Date time difference in UNIX shell script

There are 2 dates,

Tue Oct  1 13:40:19 2013

Sun Sept 30 10:26:23 2013

I have multiple dates like the above one. How do I calculate the date time difference and display in another column in Shell script.
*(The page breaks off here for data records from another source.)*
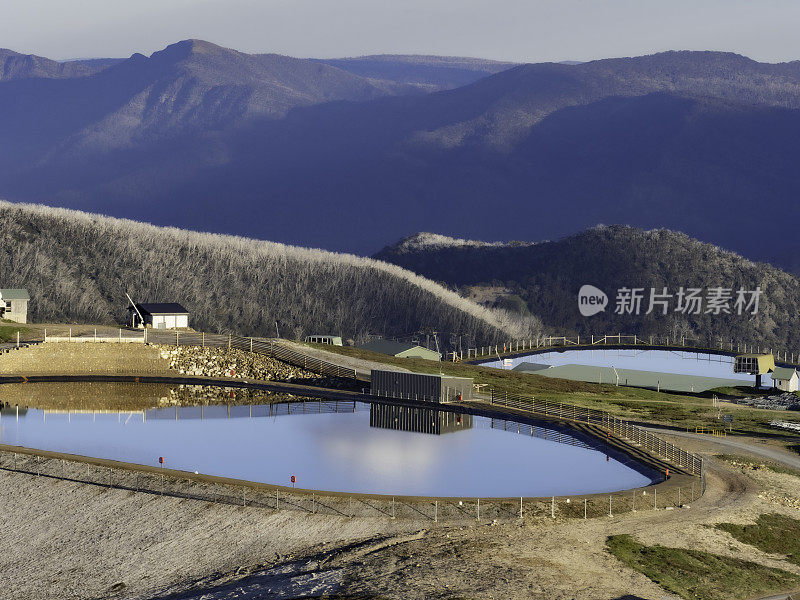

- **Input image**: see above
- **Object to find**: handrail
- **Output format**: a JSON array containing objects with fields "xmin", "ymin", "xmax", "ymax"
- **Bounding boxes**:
[{"xmin": 489, "ymin": 389, "xmax": 703, "ymax": 475}]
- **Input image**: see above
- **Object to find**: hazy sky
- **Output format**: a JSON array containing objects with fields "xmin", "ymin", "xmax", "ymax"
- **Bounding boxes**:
[{"xmin": 0, "ymin": 0, "xmax": 800, "ymax": 62}]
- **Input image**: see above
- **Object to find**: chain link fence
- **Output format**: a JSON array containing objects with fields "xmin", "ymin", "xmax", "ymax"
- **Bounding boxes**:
[{"xmin": 0, "ymin": 448, "xmax": 702, "ymax": 522}]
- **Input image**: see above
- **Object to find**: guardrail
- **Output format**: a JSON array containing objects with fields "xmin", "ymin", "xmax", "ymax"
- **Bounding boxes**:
[
  {"xmin": 489, "ymin": 390, "xmax": 703, "ymax": 476},
  {"xmin": 446, "ymin": 334, "xmax": 800, "ymax": 364}
]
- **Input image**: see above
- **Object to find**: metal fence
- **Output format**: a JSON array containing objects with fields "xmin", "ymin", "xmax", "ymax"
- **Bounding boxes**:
[
  {"xmin": 489, "ymin": 390, "xmax": 703, "ymax": 475},
  {"xmin": 0, "ymin": 450, "xmax": 702, "ymax": 522},
  {"xmin": 454, "ymin": 334, "xmax": 800, "ymax": 364}
]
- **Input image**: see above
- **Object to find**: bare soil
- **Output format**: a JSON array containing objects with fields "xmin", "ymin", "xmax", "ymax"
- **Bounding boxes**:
[
  {"xmin": 0, "ymin": 439, "xmax": 800, "ymax": 600},
  {"xmin": 0, "ymin": 342, "xmax": 170, "ymax": 375}
]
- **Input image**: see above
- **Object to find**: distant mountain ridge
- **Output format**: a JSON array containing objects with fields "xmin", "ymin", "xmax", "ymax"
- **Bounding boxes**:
[
  {"xmin": 0, "ymin": 48, "xmax": 121, "ymax": 81},
  {"xmin": 375, "ymin": 226, "xmax": 800, "ymax": 353},
  {"xmin": 315, "ymin": 54, "xmax": 519, "ymax": 91},
  {"xmin": 0, "ymin": 40, "xmax": 800, "ymax": 272}
]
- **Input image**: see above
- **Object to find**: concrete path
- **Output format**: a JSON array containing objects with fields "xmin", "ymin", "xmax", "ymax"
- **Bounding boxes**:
[{"xmin": 279, "ymin": 340, "xmax": 408, "ymax": 378}]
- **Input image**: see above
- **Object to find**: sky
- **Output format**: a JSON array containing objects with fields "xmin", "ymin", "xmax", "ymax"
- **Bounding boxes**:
[{"xmin": 0, "ymin": 0, "xmax": 800, "ymax": 62}]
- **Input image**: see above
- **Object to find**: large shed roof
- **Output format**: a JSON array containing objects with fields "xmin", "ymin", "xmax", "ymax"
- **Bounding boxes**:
[{"xmin": 136, "ymin": 302, "xmax": 189, "ymax": 315}]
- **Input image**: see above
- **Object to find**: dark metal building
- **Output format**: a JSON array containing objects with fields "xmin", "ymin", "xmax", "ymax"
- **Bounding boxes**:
[{"xmin": 370, "ymin": 369, "xmax": 473, "ymax": 403}]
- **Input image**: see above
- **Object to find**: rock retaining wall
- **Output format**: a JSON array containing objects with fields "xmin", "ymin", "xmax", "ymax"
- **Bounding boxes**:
[{"xmin": 158, "ymin": 346, "xmax": 346, "ymax": 387}]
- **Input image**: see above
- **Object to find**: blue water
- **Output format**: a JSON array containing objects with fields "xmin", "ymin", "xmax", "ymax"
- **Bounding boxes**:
[
  {"xmin": 0, "ymin": 402, "xmax": 651, "ymax": 498},
  {"xmin": 484, "ymin": 349, "xmax": 772, "ymax": 387}
]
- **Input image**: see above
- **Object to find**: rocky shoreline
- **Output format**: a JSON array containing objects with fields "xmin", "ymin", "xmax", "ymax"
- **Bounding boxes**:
[{"xmin": 156, "ymin": 346, "xmax": 352, "ymax": 389}]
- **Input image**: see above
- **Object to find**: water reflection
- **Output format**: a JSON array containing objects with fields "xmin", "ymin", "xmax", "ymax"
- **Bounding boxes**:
[
  {"xmin": 369, "ymin": 404, "xmax": 472, "ymax": 435},
  {"xmin": 0, "ymin": 400, "xmax": 650, "ymax": 498}
]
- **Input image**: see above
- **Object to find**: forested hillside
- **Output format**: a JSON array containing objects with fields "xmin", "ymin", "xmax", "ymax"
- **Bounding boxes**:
[
  {"xmin": 375, "ymin": 226, "xmax": 800, "ymax": 352},
  {"xmin": 0, "ymin": 202, "xmax": 534, "ymax": 343}
]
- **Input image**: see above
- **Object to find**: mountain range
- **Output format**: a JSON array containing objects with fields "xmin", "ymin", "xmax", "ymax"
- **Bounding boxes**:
[
  {"xmin": 0, "ymin": 40, "xmax": 800, "ymax": 272},
  {"xmin": 375, "ymin": 226, "xmax": 800, "ymax": 354}
]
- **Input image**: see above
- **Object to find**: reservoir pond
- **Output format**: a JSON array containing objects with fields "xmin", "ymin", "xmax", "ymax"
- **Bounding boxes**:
[{"xmin": 0, "ymin": 384, "xmax": 653, "ymax": 498}]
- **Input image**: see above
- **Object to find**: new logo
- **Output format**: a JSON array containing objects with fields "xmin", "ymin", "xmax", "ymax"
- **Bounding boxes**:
[{"xmin": 578, "ymin": 285, "xmax": 608, "ymax": 317}]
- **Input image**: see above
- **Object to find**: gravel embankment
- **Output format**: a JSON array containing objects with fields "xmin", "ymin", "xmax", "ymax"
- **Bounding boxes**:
[{"xmin": 156, "ymin": 346, "xmax": 354, "ymax": 387}]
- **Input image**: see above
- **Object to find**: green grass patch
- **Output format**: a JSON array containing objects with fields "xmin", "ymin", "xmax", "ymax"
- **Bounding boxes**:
[
  {"xmin": 606, "ymin": 535, "xmax": 800, "ymax": 600},
  {"xmin": 716, "ymin": 513, "xmax": 800, "ymax": 565},
  {"xmin": 715, "ymin": 454, "xmax": 800, "ymax": 476}
]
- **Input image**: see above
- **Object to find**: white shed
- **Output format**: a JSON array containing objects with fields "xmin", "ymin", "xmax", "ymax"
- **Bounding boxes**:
[
  {"xmin": 128, "ymin": 302, "xmax": 189, "ymax": 329},
  {"xmin": 770, "ymin": 367, "xmax": 800, "ymax": 392},
  {"xmin": 0, "ymin": 288, "xmax": 31, "ymax": 323}
]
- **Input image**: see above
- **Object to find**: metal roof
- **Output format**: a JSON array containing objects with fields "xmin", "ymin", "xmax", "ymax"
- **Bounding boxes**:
[
  {"xmin": 513, "ymin": 362, "xmax": 553, "ymax": 373},
  {"xmin": 0, "ymin": 288, "xmax": 31, "ymax": 300},
  {"xmin": 770, "ymin": 367, "xmax": 797, "ymax": 381},
  {"xmin": 136, "ymin": 302, "xmax": 189, "ymax": 315},
  {"xmin": 359, "ymin": 340, "xmax": 440, "ymax": 356}
]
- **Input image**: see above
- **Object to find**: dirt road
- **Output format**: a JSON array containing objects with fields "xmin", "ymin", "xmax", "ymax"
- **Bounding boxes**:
[{"xmin": 0, "ymin": 432, "xmax": 800, "ymax": 600}]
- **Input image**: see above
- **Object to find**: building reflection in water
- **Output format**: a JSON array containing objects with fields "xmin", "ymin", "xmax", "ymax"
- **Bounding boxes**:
[{"xmin": 369, "ymin": 404, "xmax": 472, "ymax": 435}]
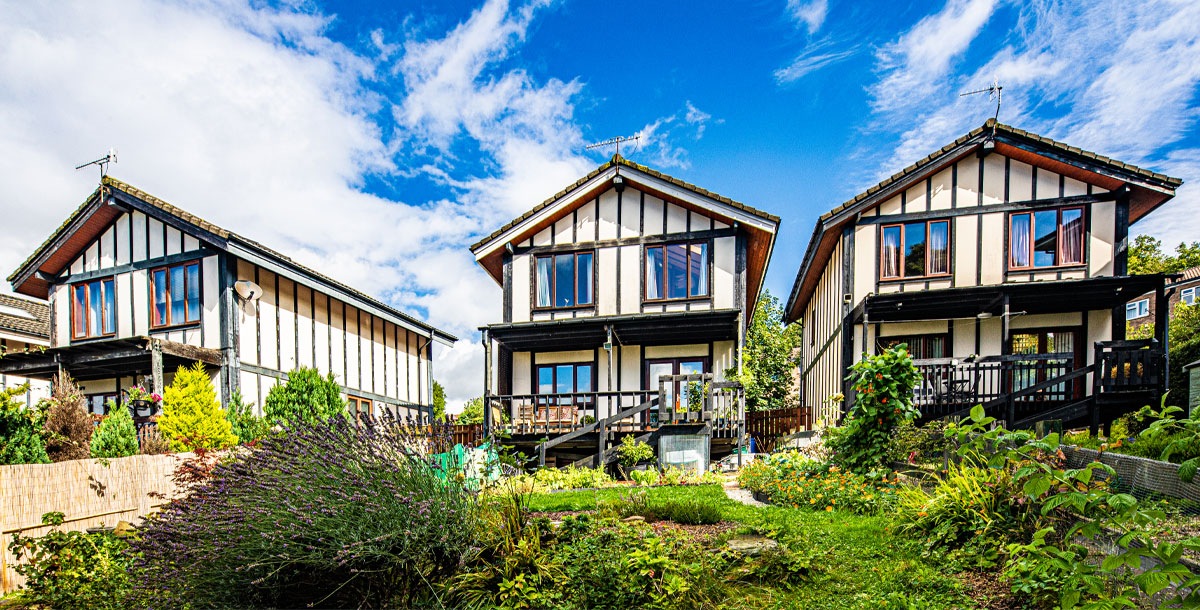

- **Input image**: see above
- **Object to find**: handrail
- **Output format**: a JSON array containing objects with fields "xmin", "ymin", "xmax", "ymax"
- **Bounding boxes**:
[{"xmin": 538, "ymin": 396, "xmax": 659, "ymax": 466}]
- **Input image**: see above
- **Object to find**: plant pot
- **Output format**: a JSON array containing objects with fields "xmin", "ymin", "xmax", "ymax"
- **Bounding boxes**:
[{"xmin": 130, "ymin": 400, "xmax": 155, "ymax": 417}]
Please help.

If your date command supports it, you can subtract the epoch of one from the other:

(not 100% tested, but something like...)

# E1=$(date '+%s' -d 'Tue Oct  1 13:40:19 2013')
# E2=$(date '+%s' -d 'Sun Sept 30 10:26:23 2013')
# echo $((E1 - E2))
98036
# DAYS=$(echo "$((E1-E2))/86400"|bc)
# HOURS=$(echo "$((E1-E2-86400*$DAYS))/3600"|bc)
# MINS=$(echo "$((E1-E2-86400*$DAYS-3600*$HOURS))/60"|bc)
# echo $DAYS $HOURS $MINS
1 3 13

(you can do this without bc, if you don't mind all the brackets...)

# DAYS=$(((E1-E2)/86400))
# HOURS=$((((E1-E2)-(86400*$DAYS))/3600))
# MINS=$((((E1-E2)-(86400*$DAYS)-(3600*$HOURS))/60))
# echo $DAYS $HOURS $MINS
1 3 13

Note: You should always state which OS you are using if it's not obvious from your question!

I am currently using HP-UX B.11.11 as my O/S.

---------- Post updated at 04:27 PM ---------- Previous update was at 04:23 PM ----------

And 1 more thing.

date -d

doesn't work in my HP-UX system.

There is no portable way to do it using POSIX shell scripting.

A portable solution would use a simple C code.

Otherwise, python, java, perl and others would allow to do it.